Speaking ahead of a fourth round of negotiations on Monday in Vienna, Prime Minister Agim Ceku said he had asked UN governor Joachim Ruecker, Ban's special representative in Kosovo, to convey the message to New York.

''He (Ban) should know that the citizens of Kosovo, and Kosovo's leaders, cannot wait much longer after December 10,'' Ceku told a joint news conference with Ruecker. ''He should expect us to declare independence after this date.'' Leaders of Serbia and Kosovo's 90-per cent ethnic Albanian majority will hold direct talks in the Austrian capital on Monday, with barely a month to go before international mediators report back to the United Nations.

Talks began in August, but there is no deal in sight.

Kosovo has said it will declare independence with or without a deal, and seek recognition from the West. But it has shied away from setting a date until it gets the green light from the United States and its major allies in the European Union.

A November 17 Parliamentary election in Kosovo has hardened rhetoric, but Ceku is not running and could be out of office by the time a decision on independence is taken.

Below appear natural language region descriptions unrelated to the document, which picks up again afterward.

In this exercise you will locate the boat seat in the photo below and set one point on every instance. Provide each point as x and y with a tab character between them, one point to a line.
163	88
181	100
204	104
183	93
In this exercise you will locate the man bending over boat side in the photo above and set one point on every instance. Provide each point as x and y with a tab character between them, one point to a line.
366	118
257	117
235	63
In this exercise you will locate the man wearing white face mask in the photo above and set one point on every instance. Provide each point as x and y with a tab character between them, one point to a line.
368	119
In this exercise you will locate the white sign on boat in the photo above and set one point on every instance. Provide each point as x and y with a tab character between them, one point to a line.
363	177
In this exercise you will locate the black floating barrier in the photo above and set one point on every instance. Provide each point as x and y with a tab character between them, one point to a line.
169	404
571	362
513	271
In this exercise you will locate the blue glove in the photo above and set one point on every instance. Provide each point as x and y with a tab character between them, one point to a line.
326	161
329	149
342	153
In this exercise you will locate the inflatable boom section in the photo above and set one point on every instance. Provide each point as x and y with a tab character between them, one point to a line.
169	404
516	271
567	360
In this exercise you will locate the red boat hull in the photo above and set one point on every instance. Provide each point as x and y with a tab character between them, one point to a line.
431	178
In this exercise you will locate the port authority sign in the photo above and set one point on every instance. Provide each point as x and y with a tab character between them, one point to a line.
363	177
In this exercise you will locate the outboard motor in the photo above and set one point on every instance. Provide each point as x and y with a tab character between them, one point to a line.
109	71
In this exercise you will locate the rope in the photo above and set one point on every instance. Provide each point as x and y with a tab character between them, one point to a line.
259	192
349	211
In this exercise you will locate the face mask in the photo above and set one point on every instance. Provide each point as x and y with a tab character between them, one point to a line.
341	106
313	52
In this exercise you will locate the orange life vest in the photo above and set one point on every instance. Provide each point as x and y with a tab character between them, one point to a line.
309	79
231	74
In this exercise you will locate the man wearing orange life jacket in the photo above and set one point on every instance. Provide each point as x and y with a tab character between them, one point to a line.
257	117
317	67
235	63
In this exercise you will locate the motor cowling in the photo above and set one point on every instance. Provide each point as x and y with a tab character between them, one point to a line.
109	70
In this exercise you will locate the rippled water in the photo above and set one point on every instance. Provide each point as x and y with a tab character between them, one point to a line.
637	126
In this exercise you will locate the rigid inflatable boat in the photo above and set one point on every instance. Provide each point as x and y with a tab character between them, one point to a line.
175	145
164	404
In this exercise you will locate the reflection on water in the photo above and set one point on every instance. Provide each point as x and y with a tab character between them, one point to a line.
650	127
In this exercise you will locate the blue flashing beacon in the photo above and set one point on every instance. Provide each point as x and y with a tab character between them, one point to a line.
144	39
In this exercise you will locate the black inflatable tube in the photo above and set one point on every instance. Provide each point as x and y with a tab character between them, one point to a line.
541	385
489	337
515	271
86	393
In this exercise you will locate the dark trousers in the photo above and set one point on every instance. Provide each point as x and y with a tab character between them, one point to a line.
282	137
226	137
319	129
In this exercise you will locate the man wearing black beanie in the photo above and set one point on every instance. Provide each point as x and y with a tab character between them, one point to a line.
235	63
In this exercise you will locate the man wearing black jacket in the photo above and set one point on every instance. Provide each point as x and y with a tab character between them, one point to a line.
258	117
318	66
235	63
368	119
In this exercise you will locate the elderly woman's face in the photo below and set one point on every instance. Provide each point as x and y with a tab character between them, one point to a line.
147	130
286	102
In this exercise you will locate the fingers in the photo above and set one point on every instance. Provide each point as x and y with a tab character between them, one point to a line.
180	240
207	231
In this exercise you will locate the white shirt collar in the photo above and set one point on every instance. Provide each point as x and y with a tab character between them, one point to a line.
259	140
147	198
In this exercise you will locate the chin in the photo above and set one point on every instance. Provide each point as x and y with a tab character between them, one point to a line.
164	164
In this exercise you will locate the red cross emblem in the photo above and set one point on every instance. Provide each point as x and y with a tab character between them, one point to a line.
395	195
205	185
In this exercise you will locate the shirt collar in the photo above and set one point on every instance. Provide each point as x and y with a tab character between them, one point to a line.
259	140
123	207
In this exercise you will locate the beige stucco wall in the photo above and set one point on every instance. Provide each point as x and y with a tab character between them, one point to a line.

Ruecker said he took note ''there should be no further delays.'' The German diplomat is Kosovo's sixth UN administrator since 1999, when NATO bombs drove out Serb forces to halt the killing and ethnic cleansing of Albanians in a two-year war with separatist guerrillas.

A declaration of independence without a new UN resolution would leave Kosovo under UN Security Council Resolution 1244, which affirms the sovereignty of the then Yugoslavia, to which Serbia is the successor state.

But diplomats say Western capitals are working on a way around the document, to allow the EU to deploy a 1,800-strong police mission and for individual countries -- led by the United States, Britain and France -- to recognise the new state.

The latest bid for compromise began in August under the mediation of envoys from the United States, Russia and the European Union, after Moscow blocked UN adoption of a plan to grant Kosovo independence under EU supervision.

NATO allies with 16,000 troops in the relatively poor province fear Albanian frustration could turn to unrest, possibly spreading to Macedonia where there are growing signs of tension between the authorities and the large Albanian minority.